Patrząc po innych raportach to chyba za mało kilometrów robię swoim autem żeby zejść ze spalaniem. Zima, krótkie przeloty na niedogrzanym silniku, który bez sprawnego dogrzewacza potrzebuje 15km lekkiej jazdy przy -15 stopniach do osiągnięcia 80 st. C, lub gazu w podłodze spod każdych świateł to wtedy łapie swoje 80 stopni po 5-8km. Problem w tym, że ja przejeżdżam nim najczęściej 3-15km i auto stygnie, jak wracam to znowu jest zimny lub poniżej 80 i znowu jazda na zimnym silniku, w takich warunkach pali 11 litrów w mieście. Gdy wrzucimy do tego w sumie około 2 godzin postoju (poranne skrobanie szyb, dogrzewanie się na postoju) to maksymalne spalanie jakie mi wyszło 12,24l.

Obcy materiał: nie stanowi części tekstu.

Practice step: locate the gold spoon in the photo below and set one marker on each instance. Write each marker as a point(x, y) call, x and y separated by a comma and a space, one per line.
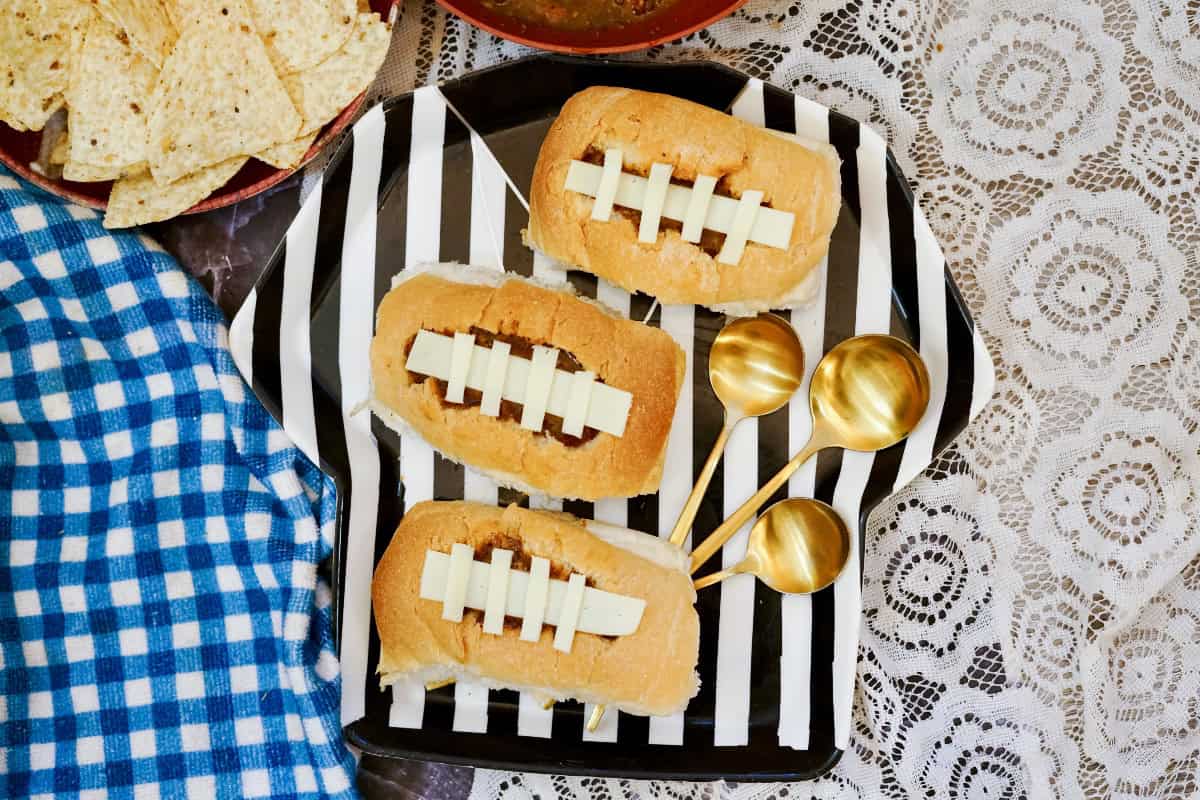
point(755, 366)
point(868, 394)
point(797, 547)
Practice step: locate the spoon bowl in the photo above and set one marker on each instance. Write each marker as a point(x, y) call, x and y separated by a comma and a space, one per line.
point(798, 546)
point(868, 394)
point(755, 365)
point(870, 391)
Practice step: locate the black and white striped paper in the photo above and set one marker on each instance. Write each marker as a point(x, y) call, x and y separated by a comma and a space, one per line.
point(448, 179)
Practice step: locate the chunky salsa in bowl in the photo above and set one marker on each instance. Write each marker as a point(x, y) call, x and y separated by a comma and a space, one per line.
point(592, 25)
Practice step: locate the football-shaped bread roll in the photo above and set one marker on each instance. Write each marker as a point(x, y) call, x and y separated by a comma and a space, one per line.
point(756, 186)
point(649, 671)
point(537, 388)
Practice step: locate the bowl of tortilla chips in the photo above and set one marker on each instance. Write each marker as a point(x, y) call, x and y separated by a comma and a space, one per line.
point(154, 108)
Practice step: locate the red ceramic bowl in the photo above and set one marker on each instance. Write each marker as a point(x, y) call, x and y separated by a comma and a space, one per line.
point(681, 18)
point(18, 150)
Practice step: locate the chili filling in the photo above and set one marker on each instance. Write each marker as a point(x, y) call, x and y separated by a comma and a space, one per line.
point(521, 563)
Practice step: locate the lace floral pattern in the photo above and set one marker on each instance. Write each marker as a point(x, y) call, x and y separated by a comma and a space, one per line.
point(1032, 602)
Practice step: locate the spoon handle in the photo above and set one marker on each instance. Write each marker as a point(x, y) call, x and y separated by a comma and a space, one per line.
point(709, 579)
point(750, 507)
point(697, 492)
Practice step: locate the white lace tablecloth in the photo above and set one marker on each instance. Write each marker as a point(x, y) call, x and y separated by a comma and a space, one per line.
point(1032, 603)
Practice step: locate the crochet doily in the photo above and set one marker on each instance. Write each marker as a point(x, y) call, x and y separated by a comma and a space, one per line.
point(1032, 603)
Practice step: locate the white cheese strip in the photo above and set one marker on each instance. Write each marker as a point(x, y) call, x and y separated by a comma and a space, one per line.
point(535, 599)
point(772, 227)
point(604, 613)
point(541, 382)
point(577, 402)
point(606, 191)
point(460, 364)
point(457, 575)
point(497, 590)
point(697, 208)
point(564, 635)
point(652, 203)
point(607, 411)
point(743, 221)
point(493, 382)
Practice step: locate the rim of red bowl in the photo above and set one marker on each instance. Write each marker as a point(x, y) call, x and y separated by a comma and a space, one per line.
point(682, 18)
point(220, 198)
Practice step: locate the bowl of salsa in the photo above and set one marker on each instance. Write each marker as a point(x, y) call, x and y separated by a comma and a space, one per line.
point(592, 25)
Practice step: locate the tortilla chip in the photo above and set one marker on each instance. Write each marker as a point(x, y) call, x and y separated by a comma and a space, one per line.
point(184, 12)
point(217, 97)
point(301, 34)
point(82, 173)
point(35, 58)
point(287, 155)
point(60, 152)
point(147, 24)
point(138, 200)
point(323, 91)
point(109, 98)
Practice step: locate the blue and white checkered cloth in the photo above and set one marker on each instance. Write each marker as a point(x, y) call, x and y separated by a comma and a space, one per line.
point(162, 630)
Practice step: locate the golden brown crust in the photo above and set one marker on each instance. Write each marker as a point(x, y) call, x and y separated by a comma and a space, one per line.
point(652, 671)
point(696, 139)
point(628, 355)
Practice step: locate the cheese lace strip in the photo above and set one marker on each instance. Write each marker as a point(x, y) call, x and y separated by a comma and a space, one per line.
point(538, 385)
point(531, 596)
point(695, 206)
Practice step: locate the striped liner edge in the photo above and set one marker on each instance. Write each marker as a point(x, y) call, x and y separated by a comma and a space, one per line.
point(445, 162)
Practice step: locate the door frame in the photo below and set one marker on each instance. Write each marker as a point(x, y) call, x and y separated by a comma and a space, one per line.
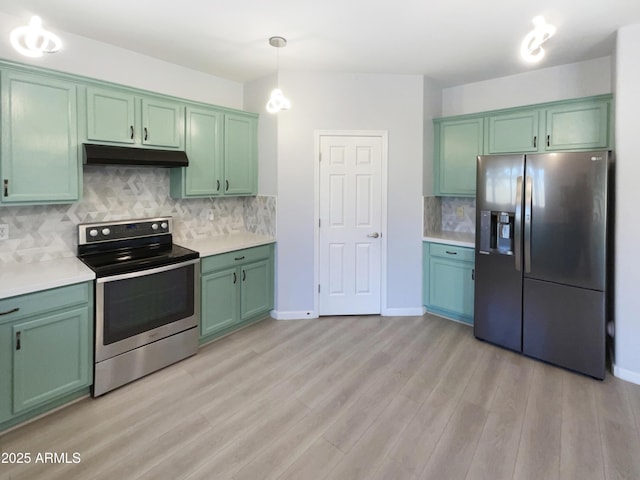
point(384, 136)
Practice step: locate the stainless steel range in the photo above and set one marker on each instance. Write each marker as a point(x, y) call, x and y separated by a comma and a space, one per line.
point(147, 304)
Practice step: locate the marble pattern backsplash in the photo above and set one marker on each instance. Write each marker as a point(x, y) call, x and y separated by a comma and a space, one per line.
point(45, 232)
point(450, 219)
point(441, 214)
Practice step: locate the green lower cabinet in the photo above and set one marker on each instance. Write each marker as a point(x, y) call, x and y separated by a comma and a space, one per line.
point(46, 351)
point(52, 358)
point(448, 281)
point(219, 301)
point(237, 289)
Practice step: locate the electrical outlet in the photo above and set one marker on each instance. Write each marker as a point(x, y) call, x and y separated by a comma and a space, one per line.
point(4, 231)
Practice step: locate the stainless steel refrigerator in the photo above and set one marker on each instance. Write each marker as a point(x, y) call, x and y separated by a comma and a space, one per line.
point(541, 256)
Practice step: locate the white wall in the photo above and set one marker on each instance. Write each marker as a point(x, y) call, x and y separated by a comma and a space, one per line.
point(627, 303)
point(323, 101)
point(582, 79)
point(256, 94)
point(83, 56)
point(432, 108)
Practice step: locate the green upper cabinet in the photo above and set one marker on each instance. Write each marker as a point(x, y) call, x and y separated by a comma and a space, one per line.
point(40, 162)
point(115, 116)
point(575, 126)
point(513, 132)
point(569, 125)
point(162, 123)
point(204, 177)
point(458, 143)
point(240, 154)
point(110, 116)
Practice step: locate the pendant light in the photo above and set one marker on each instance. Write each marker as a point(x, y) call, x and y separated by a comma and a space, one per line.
point(32, 40)
point(531, 49)
point(278, 102)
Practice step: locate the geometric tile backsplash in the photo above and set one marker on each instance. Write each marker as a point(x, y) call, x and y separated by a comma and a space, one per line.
point(44, 232)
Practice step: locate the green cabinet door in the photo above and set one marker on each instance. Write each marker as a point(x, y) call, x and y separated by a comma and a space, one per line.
point(110, 116)
point(513, 132)
point(256, 294)
point(240, 155)
point(219, 300)
point(51, 357)
point(162, 123)
point(39, 147)
point(576, 126)
point(451, 287)
point(204, 176)
point(458, 143)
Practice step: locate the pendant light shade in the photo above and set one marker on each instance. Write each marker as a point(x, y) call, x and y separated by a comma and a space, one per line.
point(32, 40)
point(277, 101)
point(531, 49)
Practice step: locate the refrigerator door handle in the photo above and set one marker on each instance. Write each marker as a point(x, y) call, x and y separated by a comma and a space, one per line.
point(517, 234)
point(528, 194)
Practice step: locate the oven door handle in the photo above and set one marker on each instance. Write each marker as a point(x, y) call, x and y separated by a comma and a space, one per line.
point(151, 271)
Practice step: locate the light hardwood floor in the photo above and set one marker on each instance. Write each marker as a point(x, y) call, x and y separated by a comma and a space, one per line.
point(346, 398)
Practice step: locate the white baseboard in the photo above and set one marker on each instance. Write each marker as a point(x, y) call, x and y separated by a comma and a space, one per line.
point(403, 312)
point(628, 375)
point(302, 315)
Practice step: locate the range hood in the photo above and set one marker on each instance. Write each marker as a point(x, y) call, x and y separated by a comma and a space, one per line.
point(109, 155)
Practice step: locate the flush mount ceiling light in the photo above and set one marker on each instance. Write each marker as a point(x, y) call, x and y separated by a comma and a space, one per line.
point(278, 102)
point(32, 40)
point(531, 49)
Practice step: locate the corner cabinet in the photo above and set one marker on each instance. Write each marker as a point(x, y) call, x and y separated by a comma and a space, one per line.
point(46, 350)
point(448, 281)
point(237, 289)
point(40, 162)
point(222, 151)
point(120, 117)
point(571, 125)
point(458, 142)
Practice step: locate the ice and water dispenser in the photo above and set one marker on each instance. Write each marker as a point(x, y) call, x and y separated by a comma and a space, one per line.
point(497, 232)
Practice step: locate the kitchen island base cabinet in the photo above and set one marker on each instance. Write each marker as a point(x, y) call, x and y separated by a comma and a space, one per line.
point(237, 290)
point(46, 351)
point(448, 281)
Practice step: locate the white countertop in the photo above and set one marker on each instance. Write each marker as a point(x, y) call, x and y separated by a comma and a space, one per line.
point(458, 239)
point(21, 278)
point(225, 243)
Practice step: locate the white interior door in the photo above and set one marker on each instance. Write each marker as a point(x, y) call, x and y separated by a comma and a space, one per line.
point(350, 207)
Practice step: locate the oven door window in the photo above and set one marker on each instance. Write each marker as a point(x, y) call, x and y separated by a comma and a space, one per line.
point(136, 305)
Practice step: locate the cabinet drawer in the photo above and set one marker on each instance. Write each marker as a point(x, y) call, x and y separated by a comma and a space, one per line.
point(35, 303)
point(237, 257)
point(451, 252)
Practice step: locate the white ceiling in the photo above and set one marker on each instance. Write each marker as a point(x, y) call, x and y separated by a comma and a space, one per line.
point(452, 41)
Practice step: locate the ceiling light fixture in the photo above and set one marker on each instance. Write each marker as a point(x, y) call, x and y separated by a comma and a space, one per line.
point(278, 102)
point(531, 49)
point(32, 40)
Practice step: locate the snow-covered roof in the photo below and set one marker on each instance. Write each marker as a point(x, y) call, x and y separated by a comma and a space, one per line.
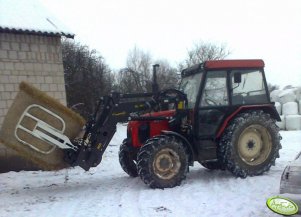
point(29, 16)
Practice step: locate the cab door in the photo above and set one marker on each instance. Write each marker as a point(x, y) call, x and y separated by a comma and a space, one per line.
point(212, 105)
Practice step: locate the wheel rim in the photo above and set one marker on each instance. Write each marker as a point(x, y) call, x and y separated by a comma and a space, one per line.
point(254, 145)
point(166, 164)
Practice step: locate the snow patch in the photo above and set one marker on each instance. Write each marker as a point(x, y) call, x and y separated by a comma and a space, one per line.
point(287, 96)
point(281, 124)
point(293, 122)
point(290, 108)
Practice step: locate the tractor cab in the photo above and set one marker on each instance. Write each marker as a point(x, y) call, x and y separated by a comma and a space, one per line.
point(216, 89)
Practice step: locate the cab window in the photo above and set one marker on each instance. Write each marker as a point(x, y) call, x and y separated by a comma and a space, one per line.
point(250, 89)
point(215, 91)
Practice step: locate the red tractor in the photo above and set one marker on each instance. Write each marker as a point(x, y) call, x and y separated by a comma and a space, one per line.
point(221, 116)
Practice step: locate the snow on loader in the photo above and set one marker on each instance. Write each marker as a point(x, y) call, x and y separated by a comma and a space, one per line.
point(290, 184)
point(221, 116)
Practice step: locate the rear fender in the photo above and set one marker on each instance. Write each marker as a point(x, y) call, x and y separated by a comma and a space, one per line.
point(267, 108)
point(186, 143)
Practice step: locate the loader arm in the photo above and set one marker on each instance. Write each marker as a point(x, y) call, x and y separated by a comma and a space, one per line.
point(111, 110)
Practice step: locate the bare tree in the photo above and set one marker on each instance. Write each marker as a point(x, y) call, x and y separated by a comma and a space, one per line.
point(137, 75)
point(167, 75)
point(202, 51)
point(87, 76)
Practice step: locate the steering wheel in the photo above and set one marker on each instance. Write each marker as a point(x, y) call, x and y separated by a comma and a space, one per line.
point(210, 102)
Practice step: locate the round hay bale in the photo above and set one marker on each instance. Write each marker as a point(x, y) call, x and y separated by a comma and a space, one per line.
point(281, 124)
point(278, 107)
point(275, 95)
point(287, 96)
point(290, 108)
point(293, 122)
point(298, 93)
point(32, 111)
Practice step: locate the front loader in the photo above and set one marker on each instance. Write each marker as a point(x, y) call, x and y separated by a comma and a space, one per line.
point(221, 116)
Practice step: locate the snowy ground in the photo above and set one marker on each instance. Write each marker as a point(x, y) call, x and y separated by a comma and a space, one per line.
point(108, 191)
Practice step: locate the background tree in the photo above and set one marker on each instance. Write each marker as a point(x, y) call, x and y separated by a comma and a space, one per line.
point(202, 51)
point(87, 76)
point(272, 87)
point(137, 75)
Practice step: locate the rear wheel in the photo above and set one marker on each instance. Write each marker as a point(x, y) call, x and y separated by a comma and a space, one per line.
point(163, 162)
point(127, 159)
point(250, 144)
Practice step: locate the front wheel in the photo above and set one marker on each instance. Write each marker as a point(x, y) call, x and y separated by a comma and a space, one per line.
point(250, 144)
point(163, 162)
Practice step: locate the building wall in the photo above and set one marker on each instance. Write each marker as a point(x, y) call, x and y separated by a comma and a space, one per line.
point(31, 58)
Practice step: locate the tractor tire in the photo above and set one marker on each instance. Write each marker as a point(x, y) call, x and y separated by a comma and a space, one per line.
point(127, 159)
point(216, 165)
point(250, 144)
point(163, 162)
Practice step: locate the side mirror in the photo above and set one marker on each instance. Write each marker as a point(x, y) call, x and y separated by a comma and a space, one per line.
point(237, 77)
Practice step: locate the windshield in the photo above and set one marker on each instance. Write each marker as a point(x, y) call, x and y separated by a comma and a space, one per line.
point(190, 86)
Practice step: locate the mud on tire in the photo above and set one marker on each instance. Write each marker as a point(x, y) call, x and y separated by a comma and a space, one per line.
point(250, 144)
point(127, 159)
point(162, 162)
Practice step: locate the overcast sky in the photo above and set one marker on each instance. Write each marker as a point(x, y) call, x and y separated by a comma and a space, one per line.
point(266, 29)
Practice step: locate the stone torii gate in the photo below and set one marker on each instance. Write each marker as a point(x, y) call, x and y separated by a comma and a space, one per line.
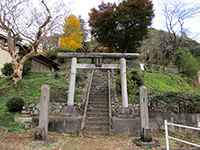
point(98, 65)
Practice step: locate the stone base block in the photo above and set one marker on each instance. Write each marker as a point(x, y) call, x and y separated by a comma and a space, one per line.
point(128, 126)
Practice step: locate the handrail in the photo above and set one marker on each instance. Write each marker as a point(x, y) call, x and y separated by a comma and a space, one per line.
point(87, 100)
point(109, 101)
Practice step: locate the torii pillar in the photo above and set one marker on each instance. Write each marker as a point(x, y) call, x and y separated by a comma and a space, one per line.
point(123, 83)
point(72, 83)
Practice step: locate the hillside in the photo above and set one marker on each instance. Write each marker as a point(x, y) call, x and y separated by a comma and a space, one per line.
point(151, 47)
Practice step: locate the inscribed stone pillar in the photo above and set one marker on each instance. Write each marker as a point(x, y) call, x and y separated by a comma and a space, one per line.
point(123, 82)
point(43, 118)
point(71, 90)
point(144, 115)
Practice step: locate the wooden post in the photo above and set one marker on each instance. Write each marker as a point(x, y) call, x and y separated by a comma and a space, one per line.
point(72, 83)
point(144, 115)
point(41, 133)
point(123, 82)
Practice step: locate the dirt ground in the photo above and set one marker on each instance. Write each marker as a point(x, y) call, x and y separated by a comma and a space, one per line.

Jest to moja druga zima z tym autem i wyraźnie widać, że silnik ten nie lubi niskich temperatur. Latem w najgorętszych miesiącach spalanie waha się w przedziale 7,5l trasa, miasto 9l. Jeżdżę praktycznie zawsze z klimatyzacją. O dziwo w moim samochodzie nie ma różnicy, czy jadę sam dociągając auto do 190km/h, często dłuższe odcinki po 140-160, sporo hamowań i przyspieszeń (spalanie w lato 7,4l/100km), dzień później w aucie 4 dorosłe osoby i małe dziecko, spokojna jazda wiejskimi drogami po których praktycznie nikt nie jeździ i spalanie 7,4l/100km. Przejechałem autem całą Polskę w szerz x2 i również spaliło mi wtedy 7,4l/100km. Pewnie gdybym robił takie długie trasy częściej i jeździł oszczędnie może bym zszedł do wyników z innych raportów, ale nie rozumiem jak takim autem można jechać autostradą 100km/h skoro przy 140km/h nie odczuwa się zbytnio różnicy w komforcie jazdy.
Kupując to auto liczyłem na niższe spalanie, ale jednak wyszło, że CDI sprawdza się, gdy ktoś robi minimum 1000km miesięcznie. U mnie auto w zimę robi jeden zbiornik na miesiąc czyli około 500km, latem służy mi więcej, bo były miesiące gdzie jeździłem po 1200-1600km miesięcznie i w tych ciepłych miesiącach, gdzie dużo miałem jazdy poza terenem zabudowanym spalanie utrzymywało się poniżej 8 litrów.